What is the most important quality a writer can have?
Decades ago, when Gardner Dozois had only been editor of Asimov's for a couple of years, I dropped by his apartment one day and asked what was new.
He held up a manuscript and let it drop. "There's a writer named Salmanezar [for obvious reasons, I'm using a pseudonym here] who keeps sending me crappy stories. I reject one and send it back to him and by return mail, I got another one with a cheerful note saying he's amazed I didn't buy the last but here's another he's sure I'll take. And it sucks too. So I send it back and by return mail I get another story and another cheerful letter. I can't get rid of the damned things!"
"That's interesting," I said.
Months went by, with the occasional reference to this energetic but unpublished writer. I dropped in on Gardner and asked what was new. "Remember that Salmanezar guy I keep telling you about? Now, when he sends me a crappy story, he includes a little catalog for even more crappy stories, with an order form for me to check off which ones I'd like to look at. Plus, the form stipulates that for every three stories I ask to look at, he'll throw in free a collaboration he's done with another guy who also can't write."
"Huh," I said.
Over time, "that Salmanezar guy" became "Salmanezar" and then "Sal." Always, his letters were cheerful and upbeat. Always, Gardner bounced the stories on first read.
Then one day I dropped by and asked what was new.
"I bought a story from Sal," Gardner said glumly.
"Really?! Is it any good?"
Gardner shook his head like a great shaggy buffalo. "I don't know," he said. "I don't know if he's gotten better or if he just wore me down."

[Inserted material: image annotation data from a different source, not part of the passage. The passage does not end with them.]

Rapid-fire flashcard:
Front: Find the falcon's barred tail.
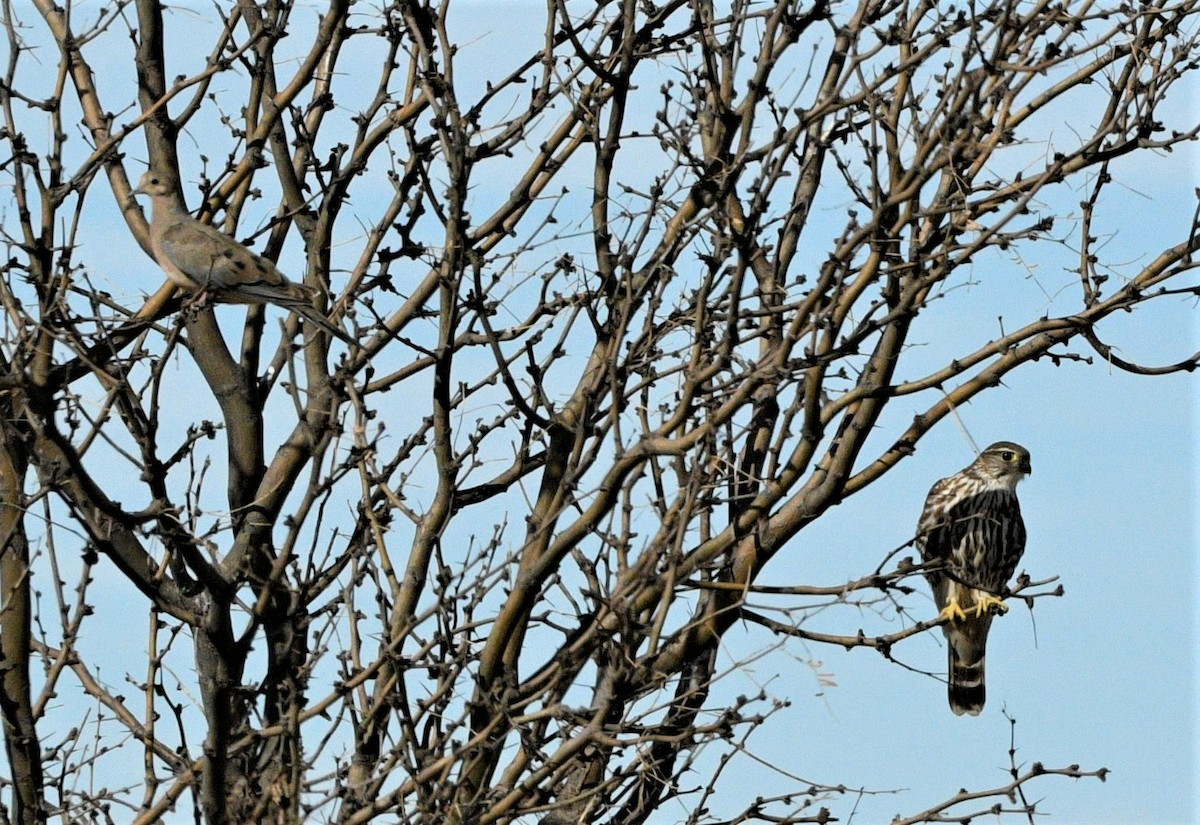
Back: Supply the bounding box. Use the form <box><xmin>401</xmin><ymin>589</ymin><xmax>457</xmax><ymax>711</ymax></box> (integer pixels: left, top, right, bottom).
<box><xmin>949</xmin><ymin>646</ymin><xmax>988</xmax><ymax>716</ymax></box>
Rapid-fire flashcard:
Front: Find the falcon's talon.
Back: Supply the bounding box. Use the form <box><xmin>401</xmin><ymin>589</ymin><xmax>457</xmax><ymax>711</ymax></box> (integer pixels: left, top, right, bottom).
<box><xmin>976</xmin><ymin>594</ymin><xmax>1008</xmax><ymax>619</ymax></box>
<box><xmin>937</xmin><ymin>598</ymin><xmax>967</xmax><ymax>622</ymax></box>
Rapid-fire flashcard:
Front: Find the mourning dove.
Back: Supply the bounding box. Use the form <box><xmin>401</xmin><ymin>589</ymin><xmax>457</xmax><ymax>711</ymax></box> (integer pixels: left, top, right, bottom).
<box><xmin>133</xmin><ymin>169</ymin><xmax>353</xmax><ymax>343</ymax></box>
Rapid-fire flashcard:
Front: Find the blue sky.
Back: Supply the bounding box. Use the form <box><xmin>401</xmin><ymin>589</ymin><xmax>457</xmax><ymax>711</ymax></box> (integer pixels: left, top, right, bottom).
<box><xmin>11</xmin><ymin>4</ymin><xmax>1200</xmax><ymax>825</ymax></box>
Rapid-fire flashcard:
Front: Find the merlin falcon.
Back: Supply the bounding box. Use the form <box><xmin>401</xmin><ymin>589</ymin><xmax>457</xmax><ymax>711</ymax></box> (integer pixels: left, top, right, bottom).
<box><xmin>917</xmin><ymin>441</ymin><xmax>1033</xmax><ymax>716</ymax></box>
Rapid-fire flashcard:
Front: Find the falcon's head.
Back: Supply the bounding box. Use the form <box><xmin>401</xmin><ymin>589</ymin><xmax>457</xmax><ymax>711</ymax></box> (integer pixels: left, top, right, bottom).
<box><xmin>971</xmin><ymin>441</ymin><xmax>1033</xmax><ymax>489</ymax></box>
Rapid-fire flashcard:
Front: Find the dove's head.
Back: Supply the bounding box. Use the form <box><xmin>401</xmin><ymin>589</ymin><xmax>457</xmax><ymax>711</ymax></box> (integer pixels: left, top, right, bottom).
<box><xmin>133</xmin><ymin>169</ymin><xmax>175</xmax><ymax>198</ymax></box>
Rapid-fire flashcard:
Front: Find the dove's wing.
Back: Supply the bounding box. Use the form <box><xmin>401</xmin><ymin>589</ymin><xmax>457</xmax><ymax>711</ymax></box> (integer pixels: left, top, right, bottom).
<box><xmin>158</xmin><ymin>212</ymin><xmax>297</xmax><ymax>303</ymax></box>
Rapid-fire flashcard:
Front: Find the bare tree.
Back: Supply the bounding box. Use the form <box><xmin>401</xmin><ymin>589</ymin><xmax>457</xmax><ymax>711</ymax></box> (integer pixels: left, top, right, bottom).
<box><xmin>0</xmin><ymin>0</ymin><xmax>1200</xmax><ymax>825</ymax></box>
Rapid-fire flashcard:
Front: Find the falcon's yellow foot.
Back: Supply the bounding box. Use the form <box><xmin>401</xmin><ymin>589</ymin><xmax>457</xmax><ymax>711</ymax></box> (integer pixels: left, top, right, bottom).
<box><xmin>937</xmin><ymin>598</ymin><xmax>967</xmax><ymax>622</ymax></box>
<box><xmin>976</xmin><ymin>594</ymin><xmax>1008</xmax><ymax>619</ymax></box>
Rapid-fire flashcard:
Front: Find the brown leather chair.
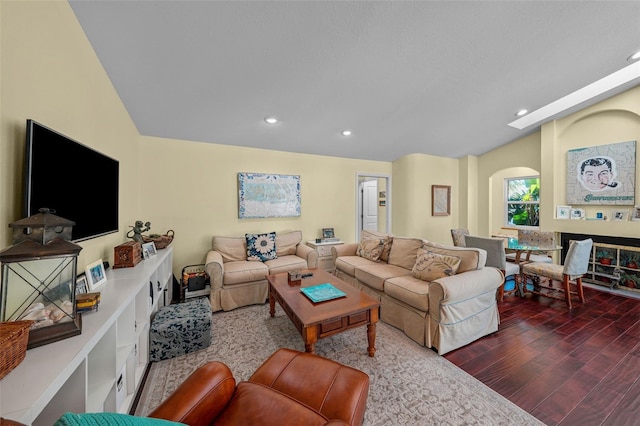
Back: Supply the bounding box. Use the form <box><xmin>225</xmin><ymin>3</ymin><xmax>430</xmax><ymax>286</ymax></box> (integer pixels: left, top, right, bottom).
<box><xmin>149</xmin><ymin>348</ymin><xmax>369</xmax><ymax>426</ymax></box>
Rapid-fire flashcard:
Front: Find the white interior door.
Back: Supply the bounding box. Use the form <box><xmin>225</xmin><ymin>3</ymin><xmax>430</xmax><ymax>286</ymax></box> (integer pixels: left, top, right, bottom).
<box><xmin>361</xmin><ymin>180</ymin><xmax>378</xmax><ymax>231</ymax></box>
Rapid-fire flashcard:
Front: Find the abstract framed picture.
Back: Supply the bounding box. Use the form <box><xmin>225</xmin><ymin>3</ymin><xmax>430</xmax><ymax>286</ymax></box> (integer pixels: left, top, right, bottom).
<box><xmin>142</xmin><ymin>241</ymin><xmax>158</xmax><ymax>260</ymax></box>
<box><xmin>238</xmin><ymin>172</ymin><xmax>301</xmax><ymax>219</ymax></box>
<box><xmin>431</xmin><ymin>185</ymin><xmax>451</xmax><ymax>216</ymax></box>
<box><xmin>566</xmin><ymin>141</ymin><xmax>636</xmax><ymax>205</ymax></box>
<box><xmin>84</xmin><ymin>259</ymin><xmax>107</xmax><ymax>291</ymax></box>
<box><xmin>76</xmin><ymin>273</ymin><xmax>89</xmax><ymax>294</ymax></box>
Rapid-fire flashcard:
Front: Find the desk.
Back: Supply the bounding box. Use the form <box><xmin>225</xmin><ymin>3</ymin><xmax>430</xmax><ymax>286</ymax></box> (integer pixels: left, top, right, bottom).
<box><xmin>505</xmin><ymin>238</ymin><xmax>562</xmax><ymax>264</ymax></box>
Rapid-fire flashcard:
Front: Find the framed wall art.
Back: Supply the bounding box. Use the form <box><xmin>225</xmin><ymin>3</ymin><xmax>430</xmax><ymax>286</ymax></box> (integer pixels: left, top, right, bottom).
<box><xmin>566</xmin><ymin>141</ymin><xmax>636</xmax><ymax>205</ymax></box>
<box><xmin>84</xmin><ymin>259</ymin><xmax>107</xmax><ymax>291</ymax></box>
<box><xmin>431</xmin><ymin>185</ymin><xmax>451</xmax><ymax>216</ymax></box>
<box><xmin>238</xmin><ymin>172</ymin><xmax>301</xmax><ymax>219</ymax></box>
<box><xmin>611</xmin><ymin>210</ymin><xmax>627</xmax><ymax>222</ymax></box>
<box><xmin>142</xmin><ymin>241</ymin><xmax>158</xmax><ymax>260</ymax></box>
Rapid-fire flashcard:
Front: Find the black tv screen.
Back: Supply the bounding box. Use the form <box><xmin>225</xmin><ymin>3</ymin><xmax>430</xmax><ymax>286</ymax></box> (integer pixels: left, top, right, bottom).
<box><xmin>23</xmin><ymin>120</ymin><xmax>119</xmax><ymax>242</ymax></box>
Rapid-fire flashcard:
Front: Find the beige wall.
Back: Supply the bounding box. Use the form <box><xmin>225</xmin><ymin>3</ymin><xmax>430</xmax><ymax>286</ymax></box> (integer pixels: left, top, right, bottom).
<box><xmin>0</xmin><ymin>1</ymin><xmax>140</xmax><ymax>268</ymax></box>
<box><xmin>140</xmin><ymin>137</ymin><xmax>391</xmax><ymax>271</ymax></box>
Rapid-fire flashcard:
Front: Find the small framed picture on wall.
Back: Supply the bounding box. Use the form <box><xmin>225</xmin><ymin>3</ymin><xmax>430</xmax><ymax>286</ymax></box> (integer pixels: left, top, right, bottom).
<box><xmin>556</xmin><ymin>206</ymin><xmax>571</xmax><ymax>219</ymax></box>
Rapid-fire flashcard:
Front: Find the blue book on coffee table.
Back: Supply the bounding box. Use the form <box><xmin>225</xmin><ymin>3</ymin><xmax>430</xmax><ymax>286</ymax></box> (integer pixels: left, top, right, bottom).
<box><xmin>300</xmin><ymin>283</ymin><xmax>347</xmax><ymax>303</ymax></box>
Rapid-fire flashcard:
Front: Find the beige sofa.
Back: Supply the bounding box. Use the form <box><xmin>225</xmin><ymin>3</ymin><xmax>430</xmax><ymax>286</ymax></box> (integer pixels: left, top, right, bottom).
<box><xmin>205</xmin><ymin>231</ymin><xmax>318</xmax><ymax>312</ymax></box>
<box><xmin>332</xmin><ymin>231</ymin><xmax>504</xmax><ymax>355</ymax></box>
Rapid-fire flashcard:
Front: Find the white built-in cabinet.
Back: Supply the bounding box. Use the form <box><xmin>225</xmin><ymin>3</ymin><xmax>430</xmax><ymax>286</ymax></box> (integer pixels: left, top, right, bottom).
<box><xmin>0</xmin><ymin>247</ymin><xmax>173</xmax><ymax>425</ymax></box>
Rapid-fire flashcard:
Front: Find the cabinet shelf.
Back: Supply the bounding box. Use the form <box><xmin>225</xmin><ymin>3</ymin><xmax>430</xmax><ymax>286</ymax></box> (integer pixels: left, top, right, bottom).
<box><xmin>0</xmin><ymin>247</ymin><xmax>173</xmax><ymax>425</ymax></box>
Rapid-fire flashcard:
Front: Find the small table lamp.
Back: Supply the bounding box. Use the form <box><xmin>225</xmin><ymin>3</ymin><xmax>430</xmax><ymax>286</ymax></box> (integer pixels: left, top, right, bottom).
<box><xmin>0</xmin><ymin>209</ymin><xmax>82</xmax><ymax>349</ymax></box>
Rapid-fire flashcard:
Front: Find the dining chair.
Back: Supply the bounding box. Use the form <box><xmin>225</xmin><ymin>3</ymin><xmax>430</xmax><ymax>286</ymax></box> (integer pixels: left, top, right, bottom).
<box><xmin>465</xmin><ymin>235</ymin><xmax>522</xmax><ymax>302</ymax></box>
<box><xmin>451</xmin><ymin>228</ymin><xmax>469</xmax><ymax>247</ymax></box>
<box><xmin>507</xmin><ymin>229</ymin><xmax>556</xmax><ymax>263</ymax></box>
<box><xmin>522</xmin><ymin>238</ymin><xmax>593</xmax><ymax>309</ymax></box>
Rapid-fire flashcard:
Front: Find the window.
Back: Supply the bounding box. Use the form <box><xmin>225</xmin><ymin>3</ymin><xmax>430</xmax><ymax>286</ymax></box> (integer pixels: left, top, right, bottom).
<box><xmin>504</xmin><ymin>176</ymin><xmax>540</xmax><ymax>228</ymax></box>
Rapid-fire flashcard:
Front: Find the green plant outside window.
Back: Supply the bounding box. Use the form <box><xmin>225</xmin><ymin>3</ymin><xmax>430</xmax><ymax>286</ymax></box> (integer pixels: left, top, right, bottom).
<box><xmin>505</xmin><ymin>176</ymin><xmax>540</xmax><ymax>228</ymax></box>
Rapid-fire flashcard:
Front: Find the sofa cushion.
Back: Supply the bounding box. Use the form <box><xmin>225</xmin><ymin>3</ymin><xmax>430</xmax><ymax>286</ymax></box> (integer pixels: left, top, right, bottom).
<box><xmin>244</xmin><ymin>232</ymin><xmax>278</xmax><ymax>262</ymax></box>
<box><xmin>276</xmin><ymin>231</ymin><xmax>302</xmax><ymax>257</ymax></box>
<box><xmin>222</xmin><ymin>260</ymin><xmax>269</xmax><ymax>285</ymax></box>
<box><xmin>384</xmin><ymin>275</ymin><xmax>429</xmax><ymax>312</ymax></box>
<box><xmin>213</xmin><ymin>237</ymin><xmax>247</xmax><ymax>262</ymax></box>
<box><xmin>356</xmin><ymin>262</ymin><xmax>411</xmax><ymax>291</ymax></box>
<box><xmin>356</xmin><ymin>238</ymin><xmax>382</xmax><ymax>262</ymax></box>
<box><xmin>360</xmin><ymin>229</ymin><xmax>393</xmax><ymax>262</ymax></box>
<box><xmin>264</xmin><ymin>255</ymin><xmax>307</xmax><ymax>275</ymax></box>
<box><xmin>411</xmin><ymin>249</ymin><xmax>460</xmax><ymax>282</ymax></box>
<box><xmin>423</xmin><ymin>241</ymin><xmax>487</xmax><ymax>273</ymax></box>
<box><xmin>336</xmin><ymin>256</ymin><xmax>372</xmax><ymax>277</ymax></box>
<box><xmin>388</xmin><ymin>237</ymin><xmax>423</xmax><ymax>270</ymax></box>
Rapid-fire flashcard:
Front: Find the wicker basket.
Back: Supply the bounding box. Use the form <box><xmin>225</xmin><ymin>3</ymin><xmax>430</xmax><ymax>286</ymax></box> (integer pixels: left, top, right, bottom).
<box><xmin>0</xmin><ymin>321</ymin><xmax>33</xmax><ymax>380</ymax></box>
<box><xmin>142</xmin><ymin>229</ymin><xmax>175</xmax><ymax>250</ymax></box>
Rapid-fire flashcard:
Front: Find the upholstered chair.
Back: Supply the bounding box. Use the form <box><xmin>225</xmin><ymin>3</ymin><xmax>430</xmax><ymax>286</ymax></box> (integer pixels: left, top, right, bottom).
<box><xmin>507</xmin><ymin>229</ymin><xmax>556</xmax><ymax>263</ymax></box>
<box><xmin>465</xmin><ymin>235</ymin><xmax>522</xmax><ymax>302</ymax></box>
<box><xmin>451</xmin><ymin>228</ymin><xmax>469</xmax><ymax>247</ymax></box>
<box><xmin>522</xmin><ymin>238</ymin><xmax>593</xmax><ymax>309</ymax></box>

Well, I never read the rejected stories, so I don't know if Sal got better or not. But I thought that story, and a lot of other stories that Gardner also bought from him were pretty good. I'm glad that Sal didn't let rejection stop him.
So, yeah. Persistence.
Oh, and . . .
But don't forget the part about cheerful and upbeat. Nobody ever got in trouble for addressing an editor too positively.